Comme le relève en effet la recourante, l’art. 79 LCI s’applique expressément aux murs mitoyens séparatifs qui ne sont pas intégrés à un bâtiment, ce qui n’est pas le cas en l’espèce puisque le « mur » dont il est ici question est intégré à la villa de la recourante : il fait partie intégrante de la coursive menant à la véranda, constituant le côté de cette construction.

31.         En conclusion, aucun motif ne justifiait le refus d’autorisation de construire DD 3______, qui doit être délivrée à la recourante.

Le recours sera donc admis, la décision attaquée annulée et le dossier renvoyé au département pour qu’il délivre l’autorisation de construire sollicitée.

32.         Compte tenu de ce qui précède, il n’y a pas lieu d’examiner les autres griefs formulés par la recourante (violation des principes de proportionnalité et de l’égalité de traitement et du droit de propriété).

33.         En application des art. 87 al. 1 LPA et 1 et 2 du règlement sur les frais, émoluments et indemnités en procédure administrative du 30 juillet 1986 (RFPA - E 5 10.03), la recourante, qui obtient gain de cause, est exonérée de tout émolument ; l’avance de frais de CHF 900.-, versée à la suite du recours, lui sera restituée.

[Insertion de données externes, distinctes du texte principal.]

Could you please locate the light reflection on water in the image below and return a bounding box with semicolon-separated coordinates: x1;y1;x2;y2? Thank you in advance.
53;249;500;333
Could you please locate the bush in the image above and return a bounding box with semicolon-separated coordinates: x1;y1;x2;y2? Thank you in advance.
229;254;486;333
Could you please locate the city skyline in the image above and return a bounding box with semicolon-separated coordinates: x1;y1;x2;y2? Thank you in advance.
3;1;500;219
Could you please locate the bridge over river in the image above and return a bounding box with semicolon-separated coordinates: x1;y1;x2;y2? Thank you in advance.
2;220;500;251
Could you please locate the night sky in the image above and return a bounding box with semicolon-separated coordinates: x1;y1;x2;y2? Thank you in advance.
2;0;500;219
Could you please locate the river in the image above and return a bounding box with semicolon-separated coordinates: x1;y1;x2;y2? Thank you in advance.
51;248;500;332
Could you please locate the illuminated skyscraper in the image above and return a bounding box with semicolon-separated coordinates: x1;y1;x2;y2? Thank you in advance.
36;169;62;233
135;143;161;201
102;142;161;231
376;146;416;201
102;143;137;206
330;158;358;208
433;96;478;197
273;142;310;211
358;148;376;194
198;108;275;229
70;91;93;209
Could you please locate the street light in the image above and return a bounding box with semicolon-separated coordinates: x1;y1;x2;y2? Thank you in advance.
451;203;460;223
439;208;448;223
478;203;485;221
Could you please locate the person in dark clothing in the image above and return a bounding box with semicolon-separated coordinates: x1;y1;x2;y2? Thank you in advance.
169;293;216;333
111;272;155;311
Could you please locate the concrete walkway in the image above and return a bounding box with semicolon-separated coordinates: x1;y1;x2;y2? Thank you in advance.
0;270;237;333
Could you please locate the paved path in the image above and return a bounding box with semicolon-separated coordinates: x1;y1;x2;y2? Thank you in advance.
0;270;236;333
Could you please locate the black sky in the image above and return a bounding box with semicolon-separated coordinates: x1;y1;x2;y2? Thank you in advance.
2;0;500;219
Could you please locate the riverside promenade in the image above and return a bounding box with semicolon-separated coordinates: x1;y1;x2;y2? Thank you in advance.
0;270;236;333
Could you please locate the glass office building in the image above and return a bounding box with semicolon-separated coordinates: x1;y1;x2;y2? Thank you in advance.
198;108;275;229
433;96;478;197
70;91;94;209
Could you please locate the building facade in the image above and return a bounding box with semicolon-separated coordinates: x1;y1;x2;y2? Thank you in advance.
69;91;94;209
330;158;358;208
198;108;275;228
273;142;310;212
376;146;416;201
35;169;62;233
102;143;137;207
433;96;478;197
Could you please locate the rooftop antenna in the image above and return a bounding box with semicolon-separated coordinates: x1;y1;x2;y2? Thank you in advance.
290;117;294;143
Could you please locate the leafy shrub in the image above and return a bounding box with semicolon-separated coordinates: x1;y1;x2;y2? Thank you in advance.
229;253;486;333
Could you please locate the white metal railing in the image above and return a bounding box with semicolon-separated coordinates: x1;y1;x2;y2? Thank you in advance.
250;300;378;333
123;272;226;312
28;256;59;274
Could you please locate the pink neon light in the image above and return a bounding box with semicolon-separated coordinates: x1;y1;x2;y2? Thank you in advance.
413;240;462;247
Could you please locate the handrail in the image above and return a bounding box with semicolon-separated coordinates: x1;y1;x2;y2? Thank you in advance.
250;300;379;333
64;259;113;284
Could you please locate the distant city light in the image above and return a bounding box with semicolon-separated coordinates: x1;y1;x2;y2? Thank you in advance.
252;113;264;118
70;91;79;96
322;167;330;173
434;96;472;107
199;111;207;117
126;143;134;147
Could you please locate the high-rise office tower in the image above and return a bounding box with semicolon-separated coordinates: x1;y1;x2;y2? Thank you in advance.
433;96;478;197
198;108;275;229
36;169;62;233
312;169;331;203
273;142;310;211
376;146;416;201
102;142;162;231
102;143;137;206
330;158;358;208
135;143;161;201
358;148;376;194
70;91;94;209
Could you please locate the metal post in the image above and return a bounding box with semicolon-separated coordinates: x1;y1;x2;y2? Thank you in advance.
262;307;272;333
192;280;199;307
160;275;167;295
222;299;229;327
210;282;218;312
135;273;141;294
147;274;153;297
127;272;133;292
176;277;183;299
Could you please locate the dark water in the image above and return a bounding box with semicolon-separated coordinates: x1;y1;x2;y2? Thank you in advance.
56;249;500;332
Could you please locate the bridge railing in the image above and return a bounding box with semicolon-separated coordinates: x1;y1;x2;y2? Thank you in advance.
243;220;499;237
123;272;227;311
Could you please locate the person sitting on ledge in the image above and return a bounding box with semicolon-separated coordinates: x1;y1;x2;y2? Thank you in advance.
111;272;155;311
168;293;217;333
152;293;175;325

34.         Vu l'issue du litige, une indemnité de procédure de CHF 2’000.-, à la charge de de l’État de Genève, soit pour lui l’autorité intimée, sera allouée à la recourante, à titre de dépens (art. 87 al. 2 à 4 LPA et 6 RFPA).


PAR CES MOTIFS

LE TRIBUNAL ADMINISTRATIF

DE PREMIÈRE INSTANCE

1.             déclare recevable le recours interjeté le 5 octobre 2020 par A______ contre la décision du département du territoire du 3 septembre 2020 (DD 3______) ;

2.             l'admet ;

3.             annule cette décision ;

4.             renvoi le dossier au département du territoire pour nouvelle décision dans le sens des considérants ;

5.             renonce à percevoir un émolument et ordonne la restitution à la recourante de l’avance de frais de CHF 900.- ;

6.             condamne l’État de Genève, soit pour lui le département du territoire, à verser à Madame A______ une indemnité de procédure de CHF 2’000.- ;

7.             dit que, conformément aux art. 132 LOJ, 62 al. 1 let. a et 65 LPA, le présent jugement est susceptible de faire l'objet d'un recours auprès de la chambre administrative de la Cour de justice (10 rue de Saint-Léger, case postale 1956, 1211 Genève 1) dans les trente jours à compter de sa notification. L'acte de recours doit être dûment motivé et contenir, sous peine d'irrecevabilité, la désignation du jugement attaqué et les conclusions du recourant. Il doit être accompagné du présent jugement et des autres pièces dont dispose le recourant.

Siégeant : Caroline DEL GAUDIO-SIEGRIST, présidente, Saskia RICHARDET VOLPI et Diane SCHASCA, juges assesseures.

Au nom du Tribunal :

La présidente

Caroline DEL GAUDIO-SIEGRIST

 

Copie conforme de ce jugement est communiquée aux parties.